While the USA is currently blaming Russia for hacking the election, Kaspersky is also working on an OS to help secure IoT device as well as other network security devices. While we do need more security, I'm not sure of the Russians are the ones that North America will trust right about now. There are some good details at the link below.

The chief executive was quick to emphasize that this package is viewed as a "project offering", not a boxed product, which means pricing will vary according to the needs and the extent to which customers apply the capabilities of KasperskyOS. Cited applications of the technology include IoT, telecommunication equipment, connected cars, as well as the aforementioned industrial control systems.

Source: Neowin

Horizon Zero Dawn

There are some pretty nifty open-world RPG games out there and I haven't had a huge love for any of them honestly. It seems that Horizon Zero Dawn is the game that may change that for many people. According to one reviewer, the 30 hour demo they were able to play wasn't near enough time to really enjoy the game. That is a good sign and we'll have to see how it all plays out as things progress.

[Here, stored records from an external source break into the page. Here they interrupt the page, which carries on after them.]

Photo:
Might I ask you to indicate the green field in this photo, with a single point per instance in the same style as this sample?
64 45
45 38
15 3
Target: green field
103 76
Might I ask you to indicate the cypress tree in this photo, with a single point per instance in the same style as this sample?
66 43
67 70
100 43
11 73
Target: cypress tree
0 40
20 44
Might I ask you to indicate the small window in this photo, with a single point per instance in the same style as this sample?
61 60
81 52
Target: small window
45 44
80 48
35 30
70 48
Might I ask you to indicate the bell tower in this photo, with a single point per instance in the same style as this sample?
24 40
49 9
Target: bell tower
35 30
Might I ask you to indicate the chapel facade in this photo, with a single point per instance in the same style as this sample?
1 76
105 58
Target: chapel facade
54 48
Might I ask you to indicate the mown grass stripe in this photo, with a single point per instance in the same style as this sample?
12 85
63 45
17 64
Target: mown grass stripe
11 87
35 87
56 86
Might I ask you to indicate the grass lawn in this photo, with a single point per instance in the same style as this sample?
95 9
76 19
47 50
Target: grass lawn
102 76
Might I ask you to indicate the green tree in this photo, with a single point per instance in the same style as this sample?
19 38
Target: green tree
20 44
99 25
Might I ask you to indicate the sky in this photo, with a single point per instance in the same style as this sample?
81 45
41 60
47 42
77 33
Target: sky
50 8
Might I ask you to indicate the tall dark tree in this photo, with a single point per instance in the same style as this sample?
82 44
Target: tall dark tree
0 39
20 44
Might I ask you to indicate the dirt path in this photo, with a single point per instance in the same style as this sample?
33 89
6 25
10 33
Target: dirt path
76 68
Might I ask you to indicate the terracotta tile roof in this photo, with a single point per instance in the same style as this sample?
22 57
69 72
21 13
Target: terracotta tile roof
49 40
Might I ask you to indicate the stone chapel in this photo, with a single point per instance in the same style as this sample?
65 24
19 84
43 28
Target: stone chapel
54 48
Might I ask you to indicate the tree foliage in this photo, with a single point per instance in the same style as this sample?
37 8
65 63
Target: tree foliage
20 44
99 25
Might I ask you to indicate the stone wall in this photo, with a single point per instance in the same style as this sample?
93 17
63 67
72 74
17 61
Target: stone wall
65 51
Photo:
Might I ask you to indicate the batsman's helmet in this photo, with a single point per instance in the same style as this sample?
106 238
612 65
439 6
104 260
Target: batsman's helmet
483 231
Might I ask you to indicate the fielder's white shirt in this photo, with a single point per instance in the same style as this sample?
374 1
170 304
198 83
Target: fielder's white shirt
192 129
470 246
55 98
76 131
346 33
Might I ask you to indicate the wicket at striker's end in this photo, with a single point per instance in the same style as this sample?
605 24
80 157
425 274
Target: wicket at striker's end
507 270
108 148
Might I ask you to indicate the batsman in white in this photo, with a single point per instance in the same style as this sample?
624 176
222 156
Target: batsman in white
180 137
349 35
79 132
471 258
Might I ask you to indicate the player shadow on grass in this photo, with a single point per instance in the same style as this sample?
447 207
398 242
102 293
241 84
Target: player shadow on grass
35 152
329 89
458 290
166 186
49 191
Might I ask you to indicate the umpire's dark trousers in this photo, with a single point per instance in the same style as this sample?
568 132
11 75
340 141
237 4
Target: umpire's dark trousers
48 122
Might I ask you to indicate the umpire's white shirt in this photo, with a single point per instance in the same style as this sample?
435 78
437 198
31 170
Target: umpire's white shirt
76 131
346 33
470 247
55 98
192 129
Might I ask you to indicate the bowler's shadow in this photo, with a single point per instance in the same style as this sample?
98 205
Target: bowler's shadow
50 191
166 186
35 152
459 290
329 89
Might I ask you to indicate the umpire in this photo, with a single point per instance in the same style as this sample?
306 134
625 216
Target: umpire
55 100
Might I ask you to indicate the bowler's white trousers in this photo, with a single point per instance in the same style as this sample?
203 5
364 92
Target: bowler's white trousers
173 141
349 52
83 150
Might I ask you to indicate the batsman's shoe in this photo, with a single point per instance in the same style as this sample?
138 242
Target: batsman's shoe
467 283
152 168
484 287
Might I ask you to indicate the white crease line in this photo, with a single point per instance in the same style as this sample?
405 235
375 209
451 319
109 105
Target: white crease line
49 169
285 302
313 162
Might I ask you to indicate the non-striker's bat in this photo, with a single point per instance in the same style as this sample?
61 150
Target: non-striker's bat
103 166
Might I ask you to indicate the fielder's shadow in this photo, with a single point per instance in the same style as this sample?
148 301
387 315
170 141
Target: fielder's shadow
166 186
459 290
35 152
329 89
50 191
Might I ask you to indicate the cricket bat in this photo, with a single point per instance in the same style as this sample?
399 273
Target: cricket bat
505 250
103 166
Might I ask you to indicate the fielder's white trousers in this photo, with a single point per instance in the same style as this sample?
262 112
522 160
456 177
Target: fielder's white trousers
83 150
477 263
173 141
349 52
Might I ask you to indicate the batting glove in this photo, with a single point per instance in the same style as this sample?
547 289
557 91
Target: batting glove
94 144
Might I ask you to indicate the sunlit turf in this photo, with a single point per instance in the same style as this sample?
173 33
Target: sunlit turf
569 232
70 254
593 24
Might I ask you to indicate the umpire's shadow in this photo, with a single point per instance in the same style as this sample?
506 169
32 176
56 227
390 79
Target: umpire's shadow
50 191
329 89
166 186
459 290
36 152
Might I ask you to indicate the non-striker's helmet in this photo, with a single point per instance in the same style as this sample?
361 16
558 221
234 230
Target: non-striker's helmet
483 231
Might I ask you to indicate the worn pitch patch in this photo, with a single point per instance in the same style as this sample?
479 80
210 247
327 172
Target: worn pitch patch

Horizon is, in a word, seamless. It's massive, yet there are no loading screens peppered throughout the map (aside from fast travel and death), leaving Aloy's path open as she travels from village to village. There are plentiful side quests and save points (giant campfires) dotted along the way, and miles of mysterious wilderness for her to explore.

Source: Engadget

New Atom Chips Have 16-Cores

Just to prove that number of cores don't always mean more power, Intel has announced that their latest C3000 Atom chips will have a total of 16-cores and also include some "Pro" features. While many server chips don't even have 16-cores, the Atom's cores are not necessarily about computing power, they are about number of streams of data. While Hyperthreading works in theory, extra cores offer better performance in the real world and it is these cores that will help NAS arrays and other networking gear to handle loads better.

The Atom C3000 succeeds the older C2000 chips, which were originally targeted at microservers and networking and storage equipment. The Atom C2000 chips recently ran into trouble with a flaw that could crash servers and networking equipment. Intel has provided a temporary fix, but the company is working on a permanent fix.

Source: PCWorld

Cybersecurity "Experts"

A new poll has found the only 25% of candidates hired into cybersecurity jobs are actually qualified, and that's a stat that should scare pretty much everyone. Finding qualified security experts isn't an easy task due to the extreme shortage, however, it is also a good reminder once again that giving your personal information out online to sketchy outfits. If the big guys can't get qualified people to keep themselves and your data safe, chances are good that "Ed's discount cell phones" might not have the strictest data controls... DarkReading has more on this story.

Sobering news on the cybersecurity hiring front: More than 20% of organizations get fewer than five applicants for an open security job and more than half of all positions (55%) take at least three months to fill with a qualified candidate.

Of those who do apply, fewer than 25% are actually qualified for the posted job, according to a new ISACA report released at last week's RSA Conference in San Francisco.